Dedicated to the 100th birthday of Professor Dr. Dr. h. c. mult. Eduard von Boguslawski

Identifying the optimum resolution where differences in corn (Zea mays L.) grain yields are detectable could theoretically improve nitrogen (N) management, thereby resulting in economic and environmental benefits for producers and the public at large. The objective of this study was to determine the optimum resolution for prediction of corn grain yield using indirect sensor measurements. Corn rows, 15–30 m long, were randomly selected at three locations where the exact location of each plant was determined. In 2005 and 2006, four of eight rows at each location were fertilized with 150 kg N ha^?1 as urea ammonium nitrate (28% N). A GreenSeeker? optical sensor was used to determine average Normalized Difference Vegetation Index (NDVI) across a range of plants and over fixed distances (20, 40, 45.7, 60, 80, 91.4, 100, 120, 140, 160, 180, 200, 220, and 240 cm). Individual corn plants were harvested and grain yield was determined.
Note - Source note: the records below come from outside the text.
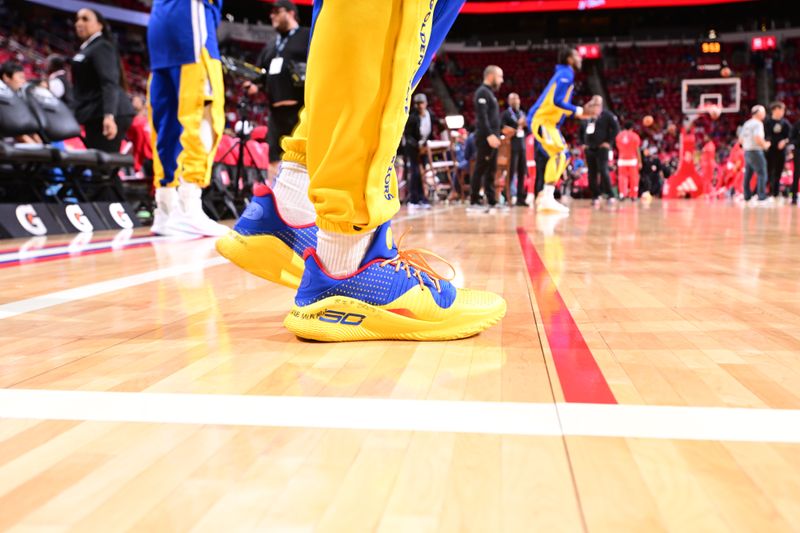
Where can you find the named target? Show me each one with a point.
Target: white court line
(68, 248)
(52, 299)
(488, 418)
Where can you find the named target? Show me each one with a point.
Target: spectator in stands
(419, 128)
(285, 63)
(795, 140)
(487, 138)
(13, 75)
(57, 79)
(515, 118)
(776, 131)
(597, 134)
(101, 104)
(754, 144)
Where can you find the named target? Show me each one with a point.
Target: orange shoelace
(414, 261)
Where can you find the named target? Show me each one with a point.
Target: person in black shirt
(487, 137)
(597, 135)
(419, 129)
(57, 79)
(653, 173)
(518, 166)
(776, 131)
(285, 63)
(101, 104)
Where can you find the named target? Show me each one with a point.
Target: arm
(562, 97)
Correlation of corn grain yield versus NDVI was evaluated over both increasing distances and increasing number of corn plants. Then, the squared correlation coefficients (r_cc ²) from each plot (used as data) were fitted to a linear plateau model for each resolution treatment (fixed distance and number of corn plants). The linear-plateau model coefficient of determination (r_lp ²) was maximized when averaged over every four plants in 2004 and 2006, and over 11 plants in 2005. Likewise, r_lp ² was maximized at a fixed distance of 95, 141, and 87 cm in 2004, 2005, and 2006, respectively. Averaged over sites and years, results from this study suggest that in order to treat spatial variability at the correct scale, the linear fixed distances should likely be <87 cm or <4 plants as an optimum resolution for detecting early-season differences in yield potential and making management decisions based on this resolution.